Novels2Search
The Power of Ten Book Four: Dynamo
Issue 51 – Dialogue with the Devil

Issue 51 – Dialogue with the Devil

I waited for him on a neighboring rooftop, aware he wouldn’t have any difficulty spotting me, especially when I started ‘winking’ bursts of electricity whose static fields would look like flares to him.

“How did you know to do that?” was the first thing he asked me as he vaulted over the edge of the roof. He’d pulled the men he’d knocked out to safety, of course, including the idiot with the sawblades on his wrists. I mean, seriously...

“You should have just confiscated the guy’s tech,” I noted to him. “Always make it expensive for them to be twats.” I held up my fingers and sparked them. “It was earlier, when I discharged for you. I can feel radio waves coming off your head in a wavelength.” Voltage popped, and he clutched his head at the sensation of a big wave breaking over his awareness, past and over him like a wave of water rushing past. “You’ve got, like, a living radar or something going on, right?”

He heaved a big sigh as I stopped. “I try very hard not to let that be known,” he admitted.

“That’s wise.

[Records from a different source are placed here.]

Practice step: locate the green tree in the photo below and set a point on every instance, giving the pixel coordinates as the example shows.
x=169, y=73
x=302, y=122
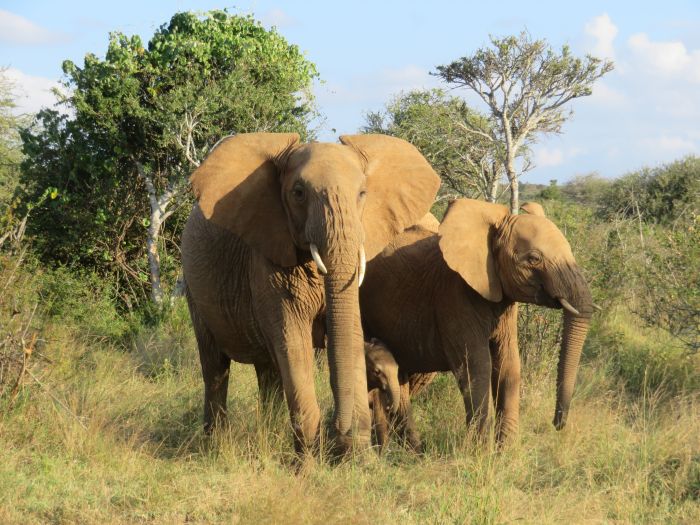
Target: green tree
x=140, y=120
x=551, y=192
x=526, y=86
x=440, y=126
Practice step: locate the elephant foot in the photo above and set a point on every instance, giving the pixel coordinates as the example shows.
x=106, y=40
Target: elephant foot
x=413, y=443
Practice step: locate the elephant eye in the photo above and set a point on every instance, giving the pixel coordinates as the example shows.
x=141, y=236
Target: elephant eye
x=298, y=192
x=534, y=257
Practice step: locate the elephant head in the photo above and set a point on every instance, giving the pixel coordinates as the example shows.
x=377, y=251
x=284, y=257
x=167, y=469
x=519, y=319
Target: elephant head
x=383, y=372
x=339, y=204
x=521, y=258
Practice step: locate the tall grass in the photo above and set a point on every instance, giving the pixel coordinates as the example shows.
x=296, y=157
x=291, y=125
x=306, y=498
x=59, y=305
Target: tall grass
x=105, y=425
x=125, y=445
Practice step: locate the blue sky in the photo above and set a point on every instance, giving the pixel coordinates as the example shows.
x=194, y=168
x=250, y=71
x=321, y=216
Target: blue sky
x=644, y=113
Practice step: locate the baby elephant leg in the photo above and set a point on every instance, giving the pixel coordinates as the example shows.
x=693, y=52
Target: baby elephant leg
x=380, y=423
x=403, y=421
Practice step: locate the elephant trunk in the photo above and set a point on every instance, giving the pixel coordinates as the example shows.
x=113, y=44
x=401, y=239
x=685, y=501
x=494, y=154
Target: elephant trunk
x=577, y=319
x=339, y=250
x=342, y=313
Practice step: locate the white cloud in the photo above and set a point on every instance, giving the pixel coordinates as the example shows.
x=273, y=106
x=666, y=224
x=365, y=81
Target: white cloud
x=32, y=92
x=665, y=58
x=378, y=87
x=16, y=29
x=605, y=95
x=601, y=33
x=671, y=144
x=278, y=18
x=548, y=157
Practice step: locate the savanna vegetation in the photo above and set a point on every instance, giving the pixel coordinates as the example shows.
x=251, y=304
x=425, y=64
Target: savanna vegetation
x=100, y=390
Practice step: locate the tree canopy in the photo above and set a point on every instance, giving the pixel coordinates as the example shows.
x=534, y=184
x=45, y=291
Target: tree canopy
x=440, y=126
x=526, y=86
x=135, y=123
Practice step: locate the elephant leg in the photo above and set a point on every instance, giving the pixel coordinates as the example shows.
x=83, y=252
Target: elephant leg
x=362, y=419
x=380, y=424
x=215, y=373
x=505, y=385
x=505, y=376
x=405, y=425
x=295, y=357
x=473, y=373
x=269, y=385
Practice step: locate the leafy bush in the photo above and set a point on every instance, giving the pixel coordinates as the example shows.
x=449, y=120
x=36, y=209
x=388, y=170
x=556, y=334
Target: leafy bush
x=657, y=195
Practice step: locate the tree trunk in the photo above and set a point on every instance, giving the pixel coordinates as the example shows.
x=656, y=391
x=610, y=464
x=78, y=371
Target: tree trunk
x=514, y=189
x=493, y=190
x=154, y=256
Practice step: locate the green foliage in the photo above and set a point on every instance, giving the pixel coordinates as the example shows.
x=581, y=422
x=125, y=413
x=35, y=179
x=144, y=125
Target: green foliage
x=440, y=127
x=551, y=192
x=659, y=195
x=526, y=86
x=158, y=107
x=586, y=189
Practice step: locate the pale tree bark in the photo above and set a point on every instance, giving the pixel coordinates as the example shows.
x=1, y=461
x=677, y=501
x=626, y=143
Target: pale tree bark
x=160, y=210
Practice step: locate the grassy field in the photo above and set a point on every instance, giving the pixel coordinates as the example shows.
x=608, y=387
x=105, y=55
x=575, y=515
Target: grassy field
x=107, y=429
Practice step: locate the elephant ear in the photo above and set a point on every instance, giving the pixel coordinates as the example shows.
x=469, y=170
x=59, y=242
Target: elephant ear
x=401, y=187
x=238, y=188
x=532, y=208
x=466, y=241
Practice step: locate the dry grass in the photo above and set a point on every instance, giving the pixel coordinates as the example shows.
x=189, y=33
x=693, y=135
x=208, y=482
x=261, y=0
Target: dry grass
x=114, y=436
x=127, y=448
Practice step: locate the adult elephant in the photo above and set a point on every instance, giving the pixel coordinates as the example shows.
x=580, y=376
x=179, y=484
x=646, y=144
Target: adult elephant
x=276, y=245
x=445, y=300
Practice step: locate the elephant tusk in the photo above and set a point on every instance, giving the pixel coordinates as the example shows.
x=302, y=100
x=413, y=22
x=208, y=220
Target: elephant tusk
x=317, y=259
x=363, y=266
x=567, y=306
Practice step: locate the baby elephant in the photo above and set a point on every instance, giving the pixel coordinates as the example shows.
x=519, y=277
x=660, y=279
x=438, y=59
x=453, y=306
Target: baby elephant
x=389, y=394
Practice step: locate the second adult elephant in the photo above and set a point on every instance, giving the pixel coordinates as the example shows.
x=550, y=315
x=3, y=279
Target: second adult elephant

Otherwise some fruitcake would set you up with a color-coded death trap, and you’re screwed.”

“What did you recover?” he redirected quickly.

“There was a drug lab downstairs, focused on cocaine refinement and some experimentation. This case contains some psychoactive hallucinogens, which are empowered if they come into contact with anyone with Power. You and your radar brain would probably qualify.”

“What kind of psychoactives?”

“Hallucinogens derived from fear responses, according to the notes I dusted.”

“What do you intend to do with them?” He nodded at the case stuck to my back.

“I figured I’d glide uptown and stop by the Baxter Building. Dr. Richards is a far more reliable person to process this stuff and come up with an antidote than normal civilian authorities, and as a fellow Powered, he’d have an incentive for himself and his team.”

There was a moment of hesitation, and he finally asked, “I would like to have a couple samples.”

“Sure.” I think I surprised him with how readily I agreed. I set down the case, popped it open, drew out two vials, and tossed them to him. He caught them deftly. “According to the files, they work inhaled, injected, eaten, or administered topically. If you want to try some resistance training in case you are exposed, just be careful and go with minimal doses, no more than a teardrop to start with. The stuff can be crazy strong if the subject is unaware of what is going on, and contaminating civilians could lead to mass hysteria.”

“Understood.” He looked a little bit at a loss for a moment on where to put them.

I sighed. “Take off your glove, store them in the fingers, and pin the glove into and through your belt.” I pulled a safety pin out of my Vest and handed it to him. It looked like a simple jean vest with pockets at the moment, much different than the stylized version I wore as Dealer.

He had the grace to smile. “You come prepared,” he acknowledged. “Refreshing to see in someone so young.”

I waved it off. “Training. You should be carrying more than just a tricked-out baton, too. Do you even have any lockpicks? If you’ve got enhanced touch, you’d be a great picker. Subtler than busting a door down, too.”

He tilted his head thoughtfully. “You mentioned ‘glide uptown’. You can fly?”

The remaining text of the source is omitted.